COPYRIGHT Paranoia by Joseph Finder. Copyright 2004 by Joseph Finder. All Rights Reserved. Sharing not permitted.
Part Eight: 82 (Cont'd)
Meacham's goons had brought back my computers and such, which was fortunate, because I needed them.
I popped the CD into my computer with all the stuff I'd copied from Alana's laptop. A lot of it was e-mails concerning the vast marketing potential of AURORA. How Trion was poised to own the "space," as they say in tech-speak. The huge increases in computing power it promised, how the AURORA chip really would change the world.

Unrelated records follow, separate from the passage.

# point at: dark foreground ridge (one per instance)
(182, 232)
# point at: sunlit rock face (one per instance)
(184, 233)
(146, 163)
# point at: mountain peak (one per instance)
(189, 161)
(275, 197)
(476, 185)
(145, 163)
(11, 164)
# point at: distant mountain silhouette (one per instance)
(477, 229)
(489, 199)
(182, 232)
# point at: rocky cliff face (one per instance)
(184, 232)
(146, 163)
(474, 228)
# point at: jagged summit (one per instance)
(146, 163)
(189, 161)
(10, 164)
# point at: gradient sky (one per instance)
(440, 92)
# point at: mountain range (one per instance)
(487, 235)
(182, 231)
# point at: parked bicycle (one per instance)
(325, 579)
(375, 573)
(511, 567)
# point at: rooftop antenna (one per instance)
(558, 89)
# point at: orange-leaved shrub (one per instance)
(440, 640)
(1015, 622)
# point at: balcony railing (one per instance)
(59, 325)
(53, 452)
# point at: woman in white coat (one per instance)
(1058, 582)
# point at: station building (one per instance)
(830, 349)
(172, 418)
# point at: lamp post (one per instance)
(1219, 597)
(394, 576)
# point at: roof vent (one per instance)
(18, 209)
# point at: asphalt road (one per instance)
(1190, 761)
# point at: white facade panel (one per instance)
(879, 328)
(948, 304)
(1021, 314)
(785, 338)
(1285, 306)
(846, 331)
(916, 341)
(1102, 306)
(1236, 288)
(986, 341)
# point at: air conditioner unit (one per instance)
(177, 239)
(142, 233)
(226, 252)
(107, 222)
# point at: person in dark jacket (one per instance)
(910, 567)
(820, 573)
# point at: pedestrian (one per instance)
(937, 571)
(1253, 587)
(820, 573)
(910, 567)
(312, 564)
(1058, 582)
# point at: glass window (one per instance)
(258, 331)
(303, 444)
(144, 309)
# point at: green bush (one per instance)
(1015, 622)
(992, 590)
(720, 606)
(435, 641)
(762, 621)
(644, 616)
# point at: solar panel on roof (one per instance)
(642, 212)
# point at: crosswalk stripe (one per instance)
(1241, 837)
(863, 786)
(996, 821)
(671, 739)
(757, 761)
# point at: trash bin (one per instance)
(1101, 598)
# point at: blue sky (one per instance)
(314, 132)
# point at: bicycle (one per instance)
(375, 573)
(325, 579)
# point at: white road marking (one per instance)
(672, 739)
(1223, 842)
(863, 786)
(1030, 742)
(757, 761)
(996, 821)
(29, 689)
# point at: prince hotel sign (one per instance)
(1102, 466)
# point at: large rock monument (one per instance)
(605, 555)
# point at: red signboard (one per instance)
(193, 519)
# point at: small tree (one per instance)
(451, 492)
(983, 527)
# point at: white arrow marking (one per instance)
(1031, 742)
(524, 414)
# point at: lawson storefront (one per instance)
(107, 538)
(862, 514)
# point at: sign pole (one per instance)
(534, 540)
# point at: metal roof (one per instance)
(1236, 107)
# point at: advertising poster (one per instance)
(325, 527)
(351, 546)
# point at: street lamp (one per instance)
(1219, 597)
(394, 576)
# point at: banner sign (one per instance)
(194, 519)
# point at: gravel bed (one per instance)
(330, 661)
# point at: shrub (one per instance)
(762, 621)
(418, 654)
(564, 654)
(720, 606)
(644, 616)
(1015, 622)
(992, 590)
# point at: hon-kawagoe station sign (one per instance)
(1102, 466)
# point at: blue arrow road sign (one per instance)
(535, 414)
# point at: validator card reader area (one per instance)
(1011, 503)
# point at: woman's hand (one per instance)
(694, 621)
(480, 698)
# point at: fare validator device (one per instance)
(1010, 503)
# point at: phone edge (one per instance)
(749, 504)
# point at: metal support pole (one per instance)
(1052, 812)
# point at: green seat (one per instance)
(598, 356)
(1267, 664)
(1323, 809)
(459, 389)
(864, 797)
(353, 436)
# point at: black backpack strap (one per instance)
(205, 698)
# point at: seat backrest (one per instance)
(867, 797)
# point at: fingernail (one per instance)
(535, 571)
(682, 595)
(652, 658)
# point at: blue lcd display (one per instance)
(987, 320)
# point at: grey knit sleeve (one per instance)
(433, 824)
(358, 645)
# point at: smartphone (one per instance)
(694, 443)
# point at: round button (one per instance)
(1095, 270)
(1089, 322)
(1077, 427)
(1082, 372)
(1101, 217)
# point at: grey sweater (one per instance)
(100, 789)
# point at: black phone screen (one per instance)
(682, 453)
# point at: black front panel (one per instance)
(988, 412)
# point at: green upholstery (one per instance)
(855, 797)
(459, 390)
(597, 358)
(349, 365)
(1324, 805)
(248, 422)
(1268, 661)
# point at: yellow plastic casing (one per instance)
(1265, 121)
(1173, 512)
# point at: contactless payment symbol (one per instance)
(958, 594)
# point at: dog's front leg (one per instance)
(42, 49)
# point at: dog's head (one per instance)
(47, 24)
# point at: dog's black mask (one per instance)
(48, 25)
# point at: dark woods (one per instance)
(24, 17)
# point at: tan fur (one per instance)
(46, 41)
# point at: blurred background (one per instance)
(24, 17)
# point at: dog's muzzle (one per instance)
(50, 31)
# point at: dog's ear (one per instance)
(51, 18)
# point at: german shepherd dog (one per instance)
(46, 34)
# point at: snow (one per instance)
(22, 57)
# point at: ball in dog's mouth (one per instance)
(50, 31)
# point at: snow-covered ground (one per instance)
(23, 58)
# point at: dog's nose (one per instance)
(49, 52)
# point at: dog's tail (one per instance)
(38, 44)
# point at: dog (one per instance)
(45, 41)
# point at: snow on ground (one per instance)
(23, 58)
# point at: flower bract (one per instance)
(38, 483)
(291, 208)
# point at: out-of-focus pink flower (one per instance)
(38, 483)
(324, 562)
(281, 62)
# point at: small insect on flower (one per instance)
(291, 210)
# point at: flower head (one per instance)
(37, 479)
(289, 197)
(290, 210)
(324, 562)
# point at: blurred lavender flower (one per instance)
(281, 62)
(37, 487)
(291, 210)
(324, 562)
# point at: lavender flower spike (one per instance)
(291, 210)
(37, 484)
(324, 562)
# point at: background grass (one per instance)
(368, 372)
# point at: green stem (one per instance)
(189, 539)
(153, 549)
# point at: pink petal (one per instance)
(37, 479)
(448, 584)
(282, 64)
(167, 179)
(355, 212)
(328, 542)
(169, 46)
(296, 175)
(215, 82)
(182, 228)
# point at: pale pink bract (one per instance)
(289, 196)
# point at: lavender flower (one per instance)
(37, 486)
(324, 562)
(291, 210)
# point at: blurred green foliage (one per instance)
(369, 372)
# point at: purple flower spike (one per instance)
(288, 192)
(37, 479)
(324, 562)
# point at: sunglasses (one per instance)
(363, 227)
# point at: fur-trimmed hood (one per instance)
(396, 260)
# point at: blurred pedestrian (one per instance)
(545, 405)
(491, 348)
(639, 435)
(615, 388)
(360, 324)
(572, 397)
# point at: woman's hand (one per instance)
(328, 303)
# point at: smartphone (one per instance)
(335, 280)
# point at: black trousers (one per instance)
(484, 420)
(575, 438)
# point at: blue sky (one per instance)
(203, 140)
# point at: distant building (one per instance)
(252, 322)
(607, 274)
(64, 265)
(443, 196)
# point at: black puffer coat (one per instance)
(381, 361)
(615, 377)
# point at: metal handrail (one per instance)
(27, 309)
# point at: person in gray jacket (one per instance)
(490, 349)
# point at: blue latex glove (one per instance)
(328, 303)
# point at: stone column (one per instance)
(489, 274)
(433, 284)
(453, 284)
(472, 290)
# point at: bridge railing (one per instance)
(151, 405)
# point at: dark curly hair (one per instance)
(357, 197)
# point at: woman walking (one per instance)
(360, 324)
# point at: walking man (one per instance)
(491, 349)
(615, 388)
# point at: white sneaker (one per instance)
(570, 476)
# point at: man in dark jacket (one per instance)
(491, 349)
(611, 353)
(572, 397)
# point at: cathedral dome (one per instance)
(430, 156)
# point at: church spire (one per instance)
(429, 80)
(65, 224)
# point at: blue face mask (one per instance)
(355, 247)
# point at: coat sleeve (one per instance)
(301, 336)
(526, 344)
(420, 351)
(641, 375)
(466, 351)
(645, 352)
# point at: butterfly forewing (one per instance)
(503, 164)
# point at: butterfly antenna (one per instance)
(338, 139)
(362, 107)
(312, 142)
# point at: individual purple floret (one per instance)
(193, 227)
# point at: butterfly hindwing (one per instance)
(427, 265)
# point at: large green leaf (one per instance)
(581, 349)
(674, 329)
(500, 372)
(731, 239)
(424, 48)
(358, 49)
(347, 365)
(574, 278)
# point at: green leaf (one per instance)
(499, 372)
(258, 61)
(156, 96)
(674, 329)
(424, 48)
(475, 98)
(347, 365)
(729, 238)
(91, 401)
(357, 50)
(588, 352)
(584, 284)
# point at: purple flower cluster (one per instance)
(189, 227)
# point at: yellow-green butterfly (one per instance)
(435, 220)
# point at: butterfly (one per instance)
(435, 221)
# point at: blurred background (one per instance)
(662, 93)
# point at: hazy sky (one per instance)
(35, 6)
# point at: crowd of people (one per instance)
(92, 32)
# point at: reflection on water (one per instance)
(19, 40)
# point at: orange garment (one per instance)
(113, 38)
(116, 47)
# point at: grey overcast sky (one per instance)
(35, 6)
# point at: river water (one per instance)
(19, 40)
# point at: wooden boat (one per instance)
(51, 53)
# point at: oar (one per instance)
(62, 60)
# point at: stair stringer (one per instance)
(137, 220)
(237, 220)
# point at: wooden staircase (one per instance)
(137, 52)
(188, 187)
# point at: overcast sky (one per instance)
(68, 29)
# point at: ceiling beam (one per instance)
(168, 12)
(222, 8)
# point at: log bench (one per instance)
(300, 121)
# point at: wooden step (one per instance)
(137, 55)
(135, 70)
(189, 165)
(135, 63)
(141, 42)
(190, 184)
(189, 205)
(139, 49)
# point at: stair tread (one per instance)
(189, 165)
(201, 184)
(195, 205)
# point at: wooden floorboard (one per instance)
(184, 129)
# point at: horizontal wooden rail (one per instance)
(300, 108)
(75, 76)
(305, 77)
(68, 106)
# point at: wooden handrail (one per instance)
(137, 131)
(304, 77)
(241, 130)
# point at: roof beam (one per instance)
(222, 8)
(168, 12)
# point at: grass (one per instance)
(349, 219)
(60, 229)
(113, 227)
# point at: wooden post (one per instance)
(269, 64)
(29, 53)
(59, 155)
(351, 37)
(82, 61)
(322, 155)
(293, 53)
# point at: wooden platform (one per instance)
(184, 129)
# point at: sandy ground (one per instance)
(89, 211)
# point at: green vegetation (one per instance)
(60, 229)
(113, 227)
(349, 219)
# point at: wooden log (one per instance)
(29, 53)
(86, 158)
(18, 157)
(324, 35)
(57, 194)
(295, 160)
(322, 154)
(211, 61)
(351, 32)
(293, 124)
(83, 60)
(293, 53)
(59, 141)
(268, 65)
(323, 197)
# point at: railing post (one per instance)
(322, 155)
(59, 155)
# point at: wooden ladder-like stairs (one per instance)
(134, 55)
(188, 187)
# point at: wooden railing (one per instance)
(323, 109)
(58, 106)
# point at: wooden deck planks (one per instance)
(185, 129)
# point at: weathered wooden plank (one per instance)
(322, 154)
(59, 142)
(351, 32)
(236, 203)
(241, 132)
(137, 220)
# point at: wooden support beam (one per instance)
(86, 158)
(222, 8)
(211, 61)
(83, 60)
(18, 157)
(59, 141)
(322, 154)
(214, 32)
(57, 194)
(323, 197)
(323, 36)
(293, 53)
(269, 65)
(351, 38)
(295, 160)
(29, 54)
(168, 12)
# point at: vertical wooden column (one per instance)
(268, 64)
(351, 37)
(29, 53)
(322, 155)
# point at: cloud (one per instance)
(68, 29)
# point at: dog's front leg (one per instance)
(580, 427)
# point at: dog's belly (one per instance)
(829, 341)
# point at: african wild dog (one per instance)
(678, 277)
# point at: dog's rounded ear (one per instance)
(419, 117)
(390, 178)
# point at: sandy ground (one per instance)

One of the more interesting documents was a schedule of the public demonstration of AURORA. It was to happen on Wednesday, four days from now, at the Visitors Center at Trion headquarters, a mammoth, modernistic auditorium. E-mail alerts, faxes, and phone calls were to go out only the day before to all the media. Obviously it was going to be an immense public event. I printed the schedule out.
But I was intrigued, most of all, by the floor plan and the security procedures that all AURORA team members were given.
Then I opened one of the pullout garbage drawers in the kitchen island. Wrapped in a trash bag were a few objects I'd stored in Ziploc bags. One was the Ani DiFranco CD I'd left around my apartment, expecting her to pick it up, as she did. The other was the wineglass she'd used here.
Meacham had given me a Sirchie fingerprint kit, containing little vials of latent print powder, transparent fingerprint lifting tape, and a fiberglass brush. Putting on a pair of latex gloves, I dusted both the CD and the wineglass with a little of the black graphite powder.
By far the best thumbprint was on the CD. I lifted that carefully on a strip of tape, put it in a sterile plastic case.
Then I composed an e-mail to Nick Wyatt.
It was addressed, of course, to "Arthur":
Monday evening/Tuesday morning will complete assignment & obtain samples. Tuesday early morning will hand over at time and place you specify. Upon completion of assignment I will terminate all contact.
I wanted to strike the right note of resentfulness. I didn't want them to suspect anything.
But would Wyatt himself show up at the rendezvous?
I guess that was the big unanswered question. It wasn't crucial that Wyatt show up, though I sure wanted it to be him. There was no way to force Wyatt to be there himself. In fact, insisting on it would probably just warn him not to show. But by now I knew enough of Wyatt's psychology to be fairly confident that he wouldn't trust anyone else.
You see, I was going to give Nick Wyatt what he wanted.
I was going to give him the actual prototype of the AURORA chip, which I was going to steal, with Seth's help, from the secure fifth floor of D Wing.
I had to give him the real thing, the actual AURORA prototype. For a number of reasons it couldn't be faked. Wyatt, being an engineer, would probably know right away whether it was the genuine item or not.
But the main reason was, as I'd learned from Camilletti's e-mails and Alana's files, that for security reasons, the AURORA prototype had been inscribed with a micromachined identification mark, a serial number and the Trion logo, etched with a laser and visible only under a microscope.
That's why I wanted him to be in possession of the stolen chip. The real thing.
Because the moment Wyatt—or Meacham, if it had to be—took delivery of the pilfered chip, I had him. The FBI would be notified far enough in advance to coordinate a SWAT team, but they wouldn't know names or locations or anything until the very last minute. I was going to be in complete control of this.
Howard Shapiro, Seth's boss, had made the call for me. "Forget about dealing with the bureau chief in the U.S. Attorney's office," he said. "Something dicey like this, he's going to go to Washington, and that's going to take forever. Forget it. We go right to the FBI—they're the only ones who'll play the game at this level."
Without naming names, he struck a deal with the FBI. If everything came off successfully, and I delivered Nick Wyatt to them, I'd get probation, and nothing more.
Well, I was going to deliver Wyatt. But it was going to be my way.